Mi?rcoles, 14 de noviembre de 2007
¡Sí! ¡Lo amo! ¡El mar es todo! Cubre las siete décimas partes del globo terrestre. Su aliento es puro y sano. Es el inmenso desierto en el que el hombre no está nunca solo, pues siente estremecerse la vida en torno suyo.

El mar es el vehículo de una sobrenatural y prodigiosa existencia; es movimiento y amor; es el infinito viviente, como ha dicho uno de sus poetas. Y, en efecto, señor profesor, la naturaleza se manifiesta en él con sus tres reinos: el mineral, el vegetal y el animal. Este último está en él ampliamente representado por los cuatro grupos de zoófitos, por tres clases de articulados, por cinco de moluscos, por tres de vertebrados, los mamíferos, los reptiles y esas innumerables legiones de peces, orden infinito de animales que cuenta con más de trece mil especies de las que tan sólo una décima parte pertenece al agua dulce. El mar es el vasto receptáculo de la naturaleza.

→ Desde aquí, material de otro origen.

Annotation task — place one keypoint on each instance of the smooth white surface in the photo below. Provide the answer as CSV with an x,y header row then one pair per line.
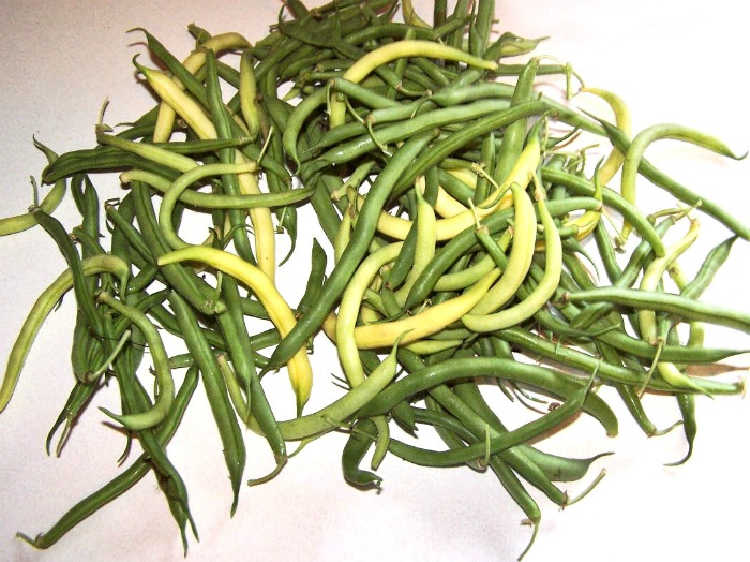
x,y
671,61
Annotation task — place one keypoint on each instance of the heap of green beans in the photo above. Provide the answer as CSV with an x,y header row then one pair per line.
x,y
463,240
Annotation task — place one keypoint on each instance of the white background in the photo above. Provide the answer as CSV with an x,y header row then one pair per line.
x,y
671,61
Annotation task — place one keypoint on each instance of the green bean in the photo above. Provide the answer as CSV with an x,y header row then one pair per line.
x,y
197,292
393,133
361,94
606,370
74,406
181,184
82,290
318,261
450,431
19,223
42,307
361,237
498,443
360,438
135,399
155,415
666,302
515,133
545,379
230,181
332,415
231,437
607,252
649,171
201,200
125,480
104,159
610,198
714,260
303,110
536,299
641,141
461,243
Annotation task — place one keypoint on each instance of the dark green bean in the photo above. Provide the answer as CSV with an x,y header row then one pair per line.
x,y
361,437
498,443
84,298
515,133
462,243
125,480
666,302
196,291
355,250
218,399
649,171
546,379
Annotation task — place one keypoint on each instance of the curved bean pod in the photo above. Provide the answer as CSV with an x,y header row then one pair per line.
x,y
397,50
300,372
164,399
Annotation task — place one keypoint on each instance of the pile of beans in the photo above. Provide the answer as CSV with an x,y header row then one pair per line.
x,y
469,249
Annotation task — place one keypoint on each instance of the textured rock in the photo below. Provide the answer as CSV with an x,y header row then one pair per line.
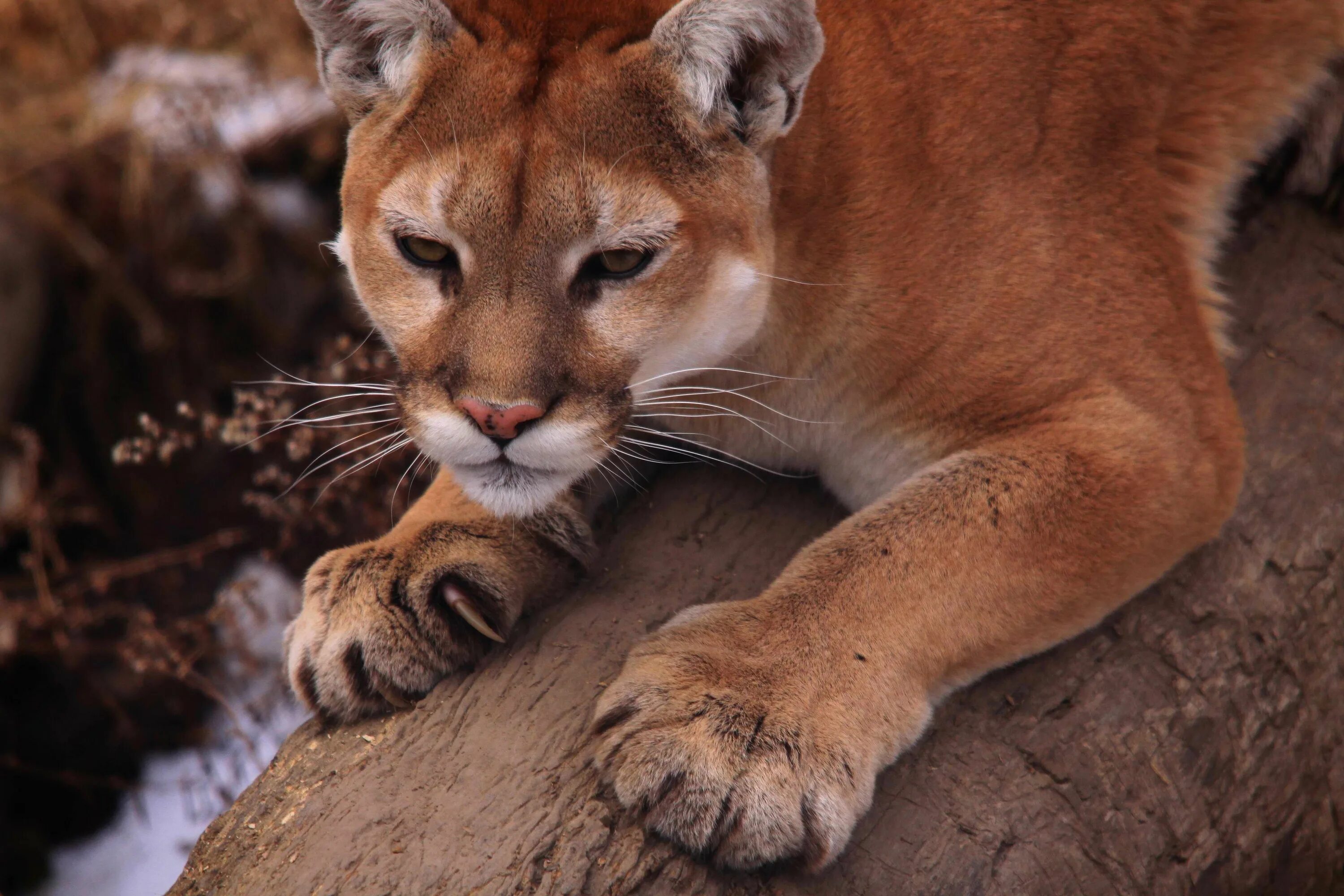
x,y
1191,743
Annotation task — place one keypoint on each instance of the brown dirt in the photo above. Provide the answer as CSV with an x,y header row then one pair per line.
x,y
1190,745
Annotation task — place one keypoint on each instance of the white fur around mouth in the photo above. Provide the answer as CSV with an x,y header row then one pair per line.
x,y
508,489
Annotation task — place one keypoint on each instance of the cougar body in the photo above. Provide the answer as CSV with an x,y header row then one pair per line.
x,y
951,256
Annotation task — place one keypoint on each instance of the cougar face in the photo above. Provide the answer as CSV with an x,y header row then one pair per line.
x,y
538,245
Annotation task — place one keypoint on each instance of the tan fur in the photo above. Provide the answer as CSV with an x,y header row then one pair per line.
x,y
980,257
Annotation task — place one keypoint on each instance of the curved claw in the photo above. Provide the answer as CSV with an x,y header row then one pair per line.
x,y
464,607
392,694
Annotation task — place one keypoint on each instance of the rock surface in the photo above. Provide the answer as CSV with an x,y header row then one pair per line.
x,y
1190,745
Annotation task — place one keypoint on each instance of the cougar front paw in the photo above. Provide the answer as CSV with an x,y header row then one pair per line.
x,y
737,751
383,621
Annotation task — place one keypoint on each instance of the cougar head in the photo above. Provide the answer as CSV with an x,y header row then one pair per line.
x,y
550,207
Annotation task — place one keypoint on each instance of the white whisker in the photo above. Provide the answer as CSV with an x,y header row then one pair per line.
x,y
706,390
800,283
354,450
754,422
724,370
717,450
367,461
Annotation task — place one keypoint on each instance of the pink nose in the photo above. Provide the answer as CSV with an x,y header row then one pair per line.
x,y
496,421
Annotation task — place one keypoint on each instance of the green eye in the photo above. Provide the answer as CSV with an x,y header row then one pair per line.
x,y
619,263
426,252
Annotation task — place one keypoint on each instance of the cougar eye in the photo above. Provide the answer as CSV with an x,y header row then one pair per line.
x,y
616,264
426,253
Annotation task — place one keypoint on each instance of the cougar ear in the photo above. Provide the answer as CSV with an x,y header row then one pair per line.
x,y
745,62
367,49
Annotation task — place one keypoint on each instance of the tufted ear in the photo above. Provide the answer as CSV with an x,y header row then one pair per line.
x,y
746,62
367,49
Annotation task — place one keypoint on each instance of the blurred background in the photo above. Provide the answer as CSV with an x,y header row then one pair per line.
x,y
168,170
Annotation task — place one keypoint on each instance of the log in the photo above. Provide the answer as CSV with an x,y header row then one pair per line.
x,y
1190,745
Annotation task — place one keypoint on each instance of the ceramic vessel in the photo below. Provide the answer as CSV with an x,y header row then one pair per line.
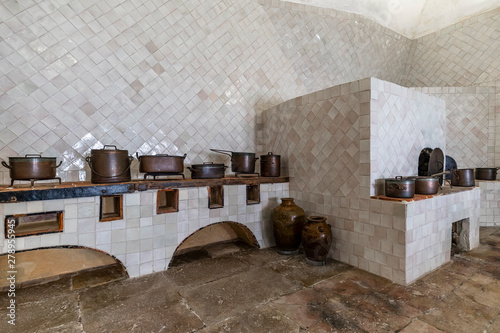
x,y
288,220
316,240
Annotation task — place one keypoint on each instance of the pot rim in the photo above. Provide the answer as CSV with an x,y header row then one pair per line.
x,y
208,165
400,180
32,158
163,155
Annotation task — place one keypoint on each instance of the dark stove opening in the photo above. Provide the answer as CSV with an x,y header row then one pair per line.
x,y
459,236
214,240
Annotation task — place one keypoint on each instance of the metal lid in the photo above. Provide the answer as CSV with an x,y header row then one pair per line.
x,y
32,158
109,151
208,165
400,180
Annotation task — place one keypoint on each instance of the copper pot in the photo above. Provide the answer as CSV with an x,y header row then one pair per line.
x,y
316,240
109,165
486,173
240,162
462,177
207,170
400,187
161,163
32,167
270,165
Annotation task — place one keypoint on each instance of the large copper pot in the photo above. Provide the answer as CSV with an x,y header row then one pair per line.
x,y
270,165
240,162
32,167
109,165
462,177
287,220
161,163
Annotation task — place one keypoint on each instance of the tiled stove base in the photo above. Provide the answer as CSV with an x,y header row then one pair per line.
x,y
143,240
490,203
418,233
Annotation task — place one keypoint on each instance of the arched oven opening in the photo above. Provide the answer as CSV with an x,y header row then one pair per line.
x,y
214,240
83,266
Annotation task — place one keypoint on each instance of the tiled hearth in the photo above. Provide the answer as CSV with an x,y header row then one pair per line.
x,y
353,136
490,203
144,241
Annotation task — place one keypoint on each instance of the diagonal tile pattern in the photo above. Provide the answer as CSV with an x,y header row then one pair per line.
x,y
168,77
285,295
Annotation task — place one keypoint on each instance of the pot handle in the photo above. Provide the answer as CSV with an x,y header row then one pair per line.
x,y
441,173
226,152
394,186
88,159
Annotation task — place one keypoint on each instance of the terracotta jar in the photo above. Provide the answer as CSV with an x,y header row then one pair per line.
x,y
316,240
288,219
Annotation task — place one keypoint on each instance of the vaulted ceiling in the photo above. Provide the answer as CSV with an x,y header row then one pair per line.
x,y
411,18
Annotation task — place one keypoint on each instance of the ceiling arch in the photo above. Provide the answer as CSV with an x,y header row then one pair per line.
x,y
411,18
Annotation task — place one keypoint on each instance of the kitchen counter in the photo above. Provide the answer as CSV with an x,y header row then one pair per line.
x,y
51,191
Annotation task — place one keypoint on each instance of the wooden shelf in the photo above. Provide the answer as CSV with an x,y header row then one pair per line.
x,y
67,190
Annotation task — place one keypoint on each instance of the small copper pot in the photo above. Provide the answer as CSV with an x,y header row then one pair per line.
x,y
400,187
270,165
462,177
32,167
486,173
109,165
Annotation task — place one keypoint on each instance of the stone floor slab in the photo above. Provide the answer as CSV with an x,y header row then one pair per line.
x,y
215,302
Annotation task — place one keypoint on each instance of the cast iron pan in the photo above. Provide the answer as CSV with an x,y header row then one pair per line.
x,y
450,164
436,163
423,161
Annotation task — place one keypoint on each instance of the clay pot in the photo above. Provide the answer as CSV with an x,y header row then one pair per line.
x,y
316,240
288,219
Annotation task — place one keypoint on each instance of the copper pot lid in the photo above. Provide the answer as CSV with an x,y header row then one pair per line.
x,y
436,163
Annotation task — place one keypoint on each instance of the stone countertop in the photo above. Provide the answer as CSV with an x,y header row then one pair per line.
x,y
67,190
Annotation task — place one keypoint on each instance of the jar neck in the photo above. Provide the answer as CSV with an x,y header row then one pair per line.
x,y
316,219
287,201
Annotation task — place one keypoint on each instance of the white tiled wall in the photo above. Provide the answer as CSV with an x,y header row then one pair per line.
x,y
490,203
339,142
143,240
169,76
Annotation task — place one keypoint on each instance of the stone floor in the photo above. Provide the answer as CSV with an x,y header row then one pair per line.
x,y
260,291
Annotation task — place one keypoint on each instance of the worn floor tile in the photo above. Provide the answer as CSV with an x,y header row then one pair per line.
x,y
456,314
224,298
147,305
296,268
262,319
420,327
206,270
315,313
262,257
98,276
43,314
481,289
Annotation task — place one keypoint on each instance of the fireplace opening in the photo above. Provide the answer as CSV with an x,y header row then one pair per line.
x,y
213,241
81,266
22,225
459,236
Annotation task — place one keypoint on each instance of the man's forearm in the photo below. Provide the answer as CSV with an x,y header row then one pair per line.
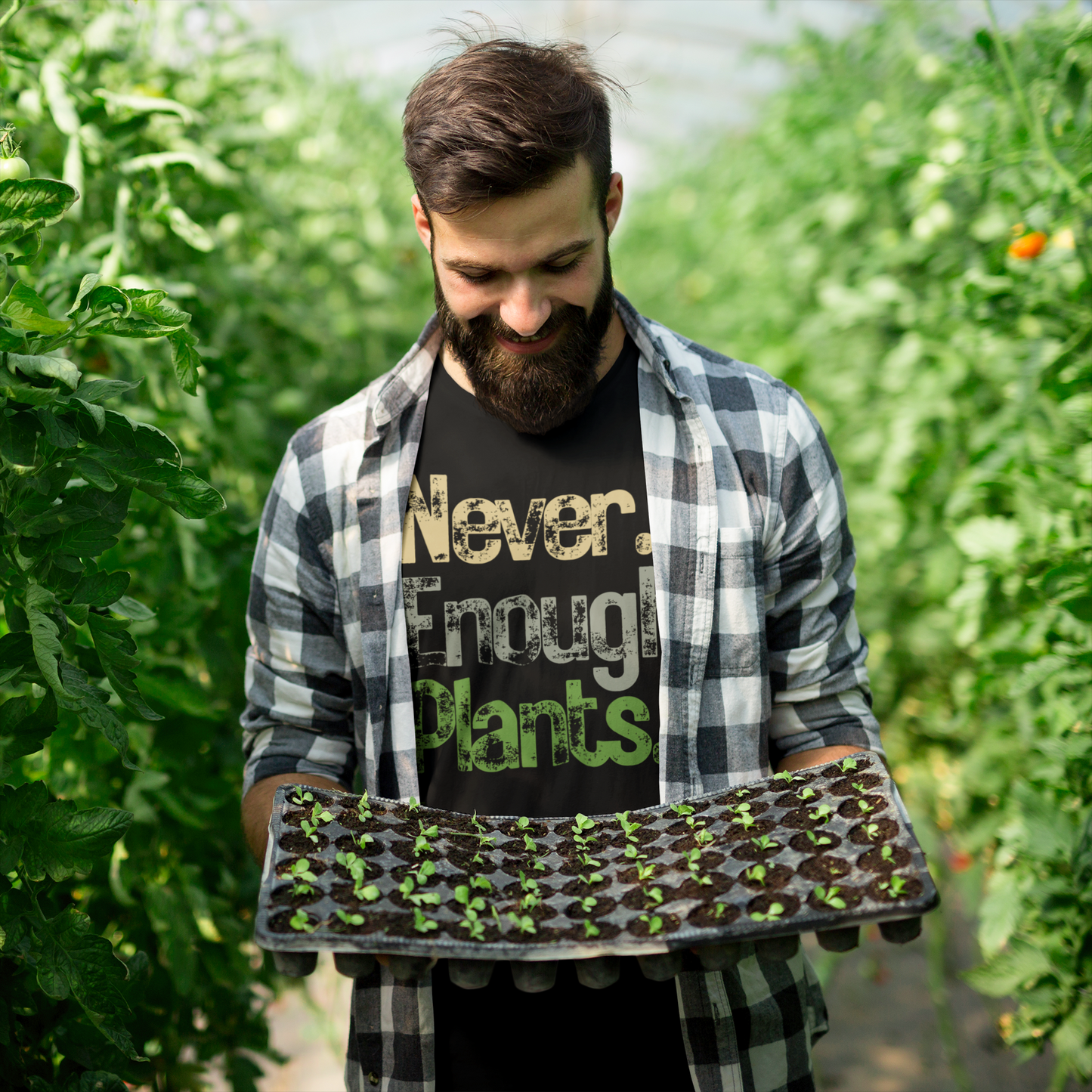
x,y
258,806
820,756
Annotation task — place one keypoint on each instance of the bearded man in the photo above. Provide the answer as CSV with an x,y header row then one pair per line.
x,y
558,559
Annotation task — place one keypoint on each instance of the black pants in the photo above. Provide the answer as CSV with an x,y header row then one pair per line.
x,y
569,1038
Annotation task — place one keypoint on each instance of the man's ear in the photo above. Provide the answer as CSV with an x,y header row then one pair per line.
x,y
613,206
421,222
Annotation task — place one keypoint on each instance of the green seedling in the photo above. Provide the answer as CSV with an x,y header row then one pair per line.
x,y
421,923
628,828
302,923
421,898
895,886
302,871
771,915
464,898
524,924
427,868
830,897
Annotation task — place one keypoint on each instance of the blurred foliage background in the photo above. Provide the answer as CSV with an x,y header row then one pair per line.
x,y
855,243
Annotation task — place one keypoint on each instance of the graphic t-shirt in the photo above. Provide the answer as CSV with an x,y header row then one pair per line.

Fue por el mar por lo que comenzó el globo, y quién sabe si no terminará por él. En el mar está la suprema tranquilidad. El mar no pertenece a los déspotas. En su superficie pueden todavía ejercer sus derechos inicuos, batirse, entredevorarse, transportar a ella todos los horrores terrestres. Pero a treinta pies de profundidad, su poder cesa, su influencia se apaga, su potencia desaparece. ¡Ah! ¡Viva usted, señor, en el seno de los mares, viva en ellos! Solamente ahí está la independencia. ¡Ahí no reconozco dueño ni señor! ¡Ahí yo soy libre!

Capitán Nemo.
Imagen
20.000 leguas de viaje submarino. Jules Verne.